As you can imagine, not many VR headsets you can buy today have eye-tracking for foveated rendering built-in. Despite this, VR hardware and software developers are clearly preparing for it.
For example, the Oculus Quest Software Development Kit (SDK) supports fixed foveated rendering. This is a related version of foveated rendering that doesn’t rely on eye-tracking but reduces rendering detail at the periphery of the image overall. As long as the user is looking at the central part of the screen, it works well enough, but looking around the VR world without turning your head will reveal lower quality elements of the image.
Making the Most of Console Power
Why would such a high-end feature in the VR world feature on a mainstream console VR platform? The main answer is that consoles like the PS5 have to survive for years with a fixed pool of processing power. When it comes to PC VR, it’s possible to keep upgrading to more powerful hardware, using brute force to achieve the desired image quality.
With the original PSVR for the PS4, Sony has already demonstrated that you can create triple-AAA VR experiences with minimal hardware if you work smart. Although the PS5’s specifications are impressive today, they’ll be pedestrian within a year or two, so building an efficient performance multiplier such as foveated rendering into the hardware is a sensible move even if it raises the initial hardware costs.
If we see another mid-generation upgrade in the same vein as the PS4 Pro, it still doesn’t solve the issue. After all, even if you have a more powerful console refresh, all software released for the platform still needs to run well on the original model.

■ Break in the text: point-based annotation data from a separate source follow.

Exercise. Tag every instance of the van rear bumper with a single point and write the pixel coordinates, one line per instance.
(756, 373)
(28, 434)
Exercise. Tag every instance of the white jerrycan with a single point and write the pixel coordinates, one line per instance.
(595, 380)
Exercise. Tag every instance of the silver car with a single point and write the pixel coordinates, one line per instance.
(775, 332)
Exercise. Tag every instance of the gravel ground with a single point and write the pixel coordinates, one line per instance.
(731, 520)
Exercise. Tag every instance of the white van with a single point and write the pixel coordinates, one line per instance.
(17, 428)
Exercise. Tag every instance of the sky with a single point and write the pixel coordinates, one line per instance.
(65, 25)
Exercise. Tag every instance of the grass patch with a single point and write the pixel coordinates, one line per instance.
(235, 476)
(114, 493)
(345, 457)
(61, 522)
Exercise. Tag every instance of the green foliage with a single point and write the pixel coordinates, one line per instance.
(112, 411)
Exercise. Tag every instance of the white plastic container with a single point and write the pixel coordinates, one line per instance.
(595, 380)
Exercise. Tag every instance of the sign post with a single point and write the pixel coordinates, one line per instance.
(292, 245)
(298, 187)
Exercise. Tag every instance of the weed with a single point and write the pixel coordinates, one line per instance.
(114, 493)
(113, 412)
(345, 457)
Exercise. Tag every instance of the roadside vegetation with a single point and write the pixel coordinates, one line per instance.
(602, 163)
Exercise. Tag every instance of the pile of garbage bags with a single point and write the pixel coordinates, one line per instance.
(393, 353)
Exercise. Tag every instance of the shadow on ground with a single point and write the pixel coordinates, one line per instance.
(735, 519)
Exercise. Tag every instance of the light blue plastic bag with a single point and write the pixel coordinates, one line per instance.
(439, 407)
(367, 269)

A New Way to Interact in VR
Foveated rendering that uses eye-tracking brings more to the table than just more efficient rendering and better quality visuals. It allows for a new way to interact with VR worlds. If the software knows exactly where the user is looking within the scene, that information can be used as input. For example, it can help characters react to your gaze or trigger events, such as discovering a clue in an adventure game. That’s certainly just the tip of the iceberg when it comes to the potential uses developers will come up with. Still, before VR experiences and games can integrate these mechanics, eye-tracked foveated rendering needs a wide install base.
What If… Foveated Rendering Goes Mainstream?
When the PSVR 2 is finally revealed in its final form, and it does indeed have eye-tracking and foveated rendering baked in, that could change mainstream VR in dramatic ways. Consoles effectively set the minimum requirements for cross-platform development. The first PSVR represents one of the largest VR install bases, and the PS5 is selling as fast as Sony can make them. If PSVR 2 sells at least as well as its predecessor, there’s a strong incentive for VR game developers to take advantage of the system-level support for foveated rendering.
Should all of these developments fall neatly into place, it wouldn’t be surprising if the next generation of standalone and PC VR headsets also incorporate eye-tracked foveated rendering as a matter of course. If the PSVR 2 can push this next-generation feature into the mainstream, it’s going to benefit the entire VR industry.